" Après les coupures d'électricité chroniques, c'est l'eau potable qui manque cruellement aux 3,2 millions d'habitants de Porto Rico. Depuis fin mai 2026, des quartiers entiers des villes les plus denses, dont la capitale San Juan, sont à sec, forçant le gouvernement à déployer la Garde nationale. Entre infrastructures vieillissantes, querelles politiques et factures iniques, la population dénonce une situation intenable. "
Chaque matin à l'aube, la même scène se répète dans les quartiers de la capitale : les téléphones sonnent au rythme des habitants qui s'enquièrent d'un hypothétique retour de l'eau courante. Dans les complexes de logements sociaux, l'approvisionnement s'organise au prix d'efforts physiques intenses. Alors que le territoire subit déjà de sévères alertes météorologiques liées aux fortes chaleurs, des familles entières, parfois à sec depuis deux semaines, sont contraintes de hisser quotidiennement de lourdes cruches et des dizaines de litres d'eau sur plusieurs étages.
Une corvée éreintante qui paralyse le quotidien et menace la santé publique :
- L'achat massif de bouteilles d'eau, de vaisselle en plastique et le recours aux laveries automatiques s'imposent, grevant des budgets déjà fragiles ;
- Les blessures aux épaules et au dos se multiplient parmi une population épuisée par le transport manuel de lourds récipients ;
- Les personnes âgées, alitées ou en situation de handicap subissent la situation de plein fouet, nécessitant parfois l'usage de simples lingettes humides pour leur toilette, menant dans les cas les plus critiques à des hospitalisations.
Des infrastructures à bout de souffle
Les autorités n'ont pas encore identifié publiquement la cause exacte de ces coupures. Pourtant, le territoire américain extrait habituellement son eau d'un réseau de rivières, de réservoirs et d'aquifères souterrains historiquement suffisant. La racine du problème semble systémique : le gouvernement local reconnaît un déficit d'investissement et un défaut d'entretien des installations s'étirant sur plusieurs décennies. La crise a franchi un cap critique lors du premier week-end de juin 2026, frappant près de 40 000 foyers. Face à l'urgence, la gouverneure Jenniffer González a ordonné une intervention logistique massive :
- Le Département de l'Agriculture a dû désinfecter des camions laitiers pour les réquisitionner afin de transporter de l'eau potable ;
- L'office du tourisme a acheminé des citernes de 48 453 litres pour maintenir l'activité des hôtels et des locations saisonnières.
Malgré ce déploiement, l'information ne parvient pas toujours aux résidents.
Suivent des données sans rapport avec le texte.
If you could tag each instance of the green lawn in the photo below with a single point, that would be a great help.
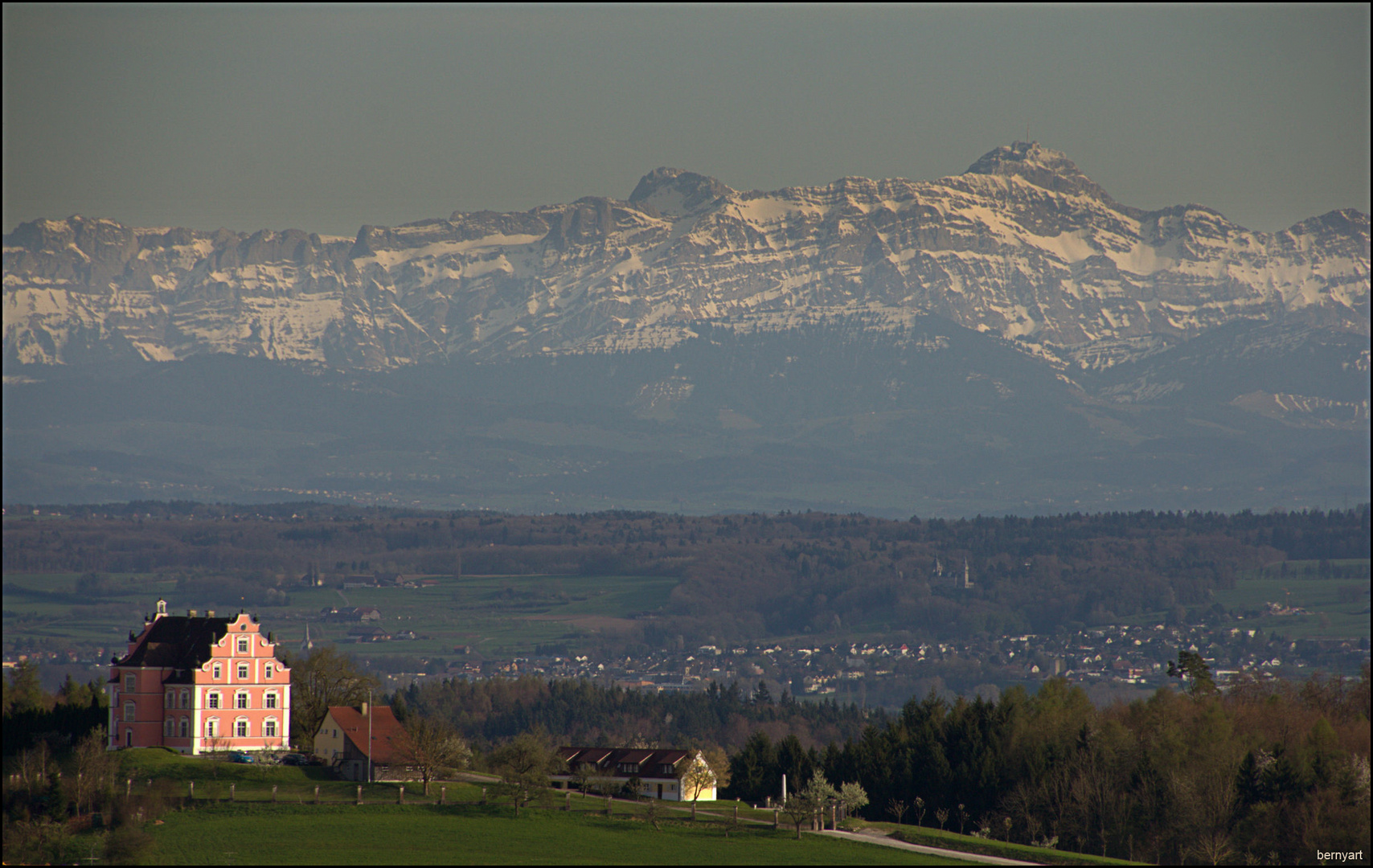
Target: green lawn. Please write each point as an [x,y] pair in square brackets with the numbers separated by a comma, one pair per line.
[496,614]
[953,841]
[387,834]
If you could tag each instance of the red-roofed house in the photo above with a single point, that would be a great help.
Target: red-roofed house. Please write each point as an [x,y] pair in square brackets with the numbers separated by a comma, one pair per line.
[659,772]
[199,684]
[343,742]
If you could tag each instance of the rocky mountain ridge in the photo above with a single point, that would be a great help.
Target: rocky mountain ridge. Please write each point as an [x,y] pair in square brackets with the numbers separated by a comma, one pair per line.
[1022,246]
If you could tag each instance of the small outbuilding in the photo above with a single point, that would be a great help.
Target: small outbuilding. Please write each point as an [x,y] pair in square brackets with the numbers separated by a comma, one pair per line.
[362,740]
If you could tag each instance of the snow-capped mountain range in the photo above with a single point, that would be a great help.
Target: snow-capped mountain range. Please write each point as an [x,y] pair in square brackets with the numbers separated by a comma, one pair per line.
[1022,245]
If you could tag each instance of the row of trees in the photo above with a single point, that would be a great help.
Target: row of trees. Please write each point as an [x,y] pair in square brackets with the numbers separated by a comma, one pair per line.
[1268,771]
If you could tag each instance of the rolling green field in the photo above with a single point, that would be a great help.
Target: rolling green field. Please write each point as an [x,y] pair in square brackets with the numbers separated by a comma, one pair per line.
[1335,608]
[253,829]
[467,834]
[496,616]
[1326,616]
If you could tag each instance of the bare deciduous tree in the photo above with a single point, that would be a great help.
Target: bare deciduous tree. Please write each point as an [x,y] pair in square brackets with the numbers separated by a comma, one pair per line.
[432,749]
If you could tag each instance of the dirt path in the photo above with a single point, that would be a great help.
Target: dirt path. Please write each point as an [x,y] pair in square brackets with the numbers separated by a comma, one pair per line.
[916,848]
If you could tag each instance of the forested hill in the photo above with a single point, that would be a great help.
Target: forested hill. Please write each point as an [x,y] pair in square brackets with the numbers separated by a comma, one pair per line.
[742,577]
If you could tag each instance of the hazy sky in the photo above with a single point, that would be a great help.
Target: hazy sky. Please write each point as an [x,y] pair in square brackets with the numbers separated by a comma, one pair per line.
[329,118]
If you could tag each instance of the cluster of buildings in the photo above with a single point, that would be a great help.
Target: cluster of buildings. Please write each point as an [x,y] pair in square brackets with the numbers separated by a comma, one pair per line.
[207,683]
[1117,655]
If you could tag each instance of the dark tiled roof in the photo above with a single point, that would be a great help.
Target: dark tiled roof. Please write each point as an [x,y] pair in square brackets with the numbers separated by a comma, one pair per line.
[178,641]
[607,760]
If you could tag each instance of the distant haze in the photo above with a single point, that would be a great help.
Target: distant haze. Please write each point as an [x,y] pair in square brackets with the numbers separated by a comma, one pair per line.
[324,120]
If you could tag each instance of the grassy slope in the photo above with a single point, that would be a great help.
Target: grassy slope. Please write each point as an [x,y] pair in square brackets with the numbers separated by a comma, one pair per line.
[385,834]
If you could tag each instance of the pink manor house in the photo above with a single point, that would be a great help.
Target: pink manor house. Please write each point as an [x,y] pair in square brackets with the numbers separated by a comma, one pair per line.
[199,684]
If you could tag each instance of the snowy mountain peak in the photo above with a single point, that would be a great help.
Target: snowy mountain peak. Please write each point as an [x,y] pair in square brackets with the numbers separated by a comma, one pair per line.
[674,193]
[1039,166]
Dans les quartiers ouvriers, les associations dénoncent l'absence de communication sur les horaires de passage des camions-citernes, pointant du doigt une gestion erratique et un manque de considération qui pèsent lourdement sur l'état émotionnel de la population.
Des plaintes en justice et des factures à payer
Sur le terrain politique, la crise se transforme en bataille judiciaire. Fin mai 2026, le maire de San Juan, Miguel Romero, a intenté une action en justice contre l'Autorité des eaux et des égouts de Porto Rico. Les tensions internes s'exacerbent : le nouveau président de l'agence des eaux, Luis González Delgado, nommé en février 2025, accuse publiquement l'ancien directeur régional, Roberto Martínez Toledo, d'avoir ignoré ses alertes. Ce dernier vient paradoxalement d'être nommé au sein d'un comité d'experts mandaté par un juge pour enquêter sur ces mêmes pénuries. Mercredi 10 juin 2026 au soir, le gouvernement a tenté de rassurer en annonçant le lancement de chantiers de d'un montant de 217 millions de dollars. Mais pour les habitants, dont plus de 40 % vivent sous le seuil de pauvreté, la réalité financière est immédiate et brutale. Ultime affront souligné par les représentants locaux : les foyers privés d'eau continuent de recevoir et de devoir honorer leurs factures. Une double peine qui illustre les limites d'un service public à la dérive.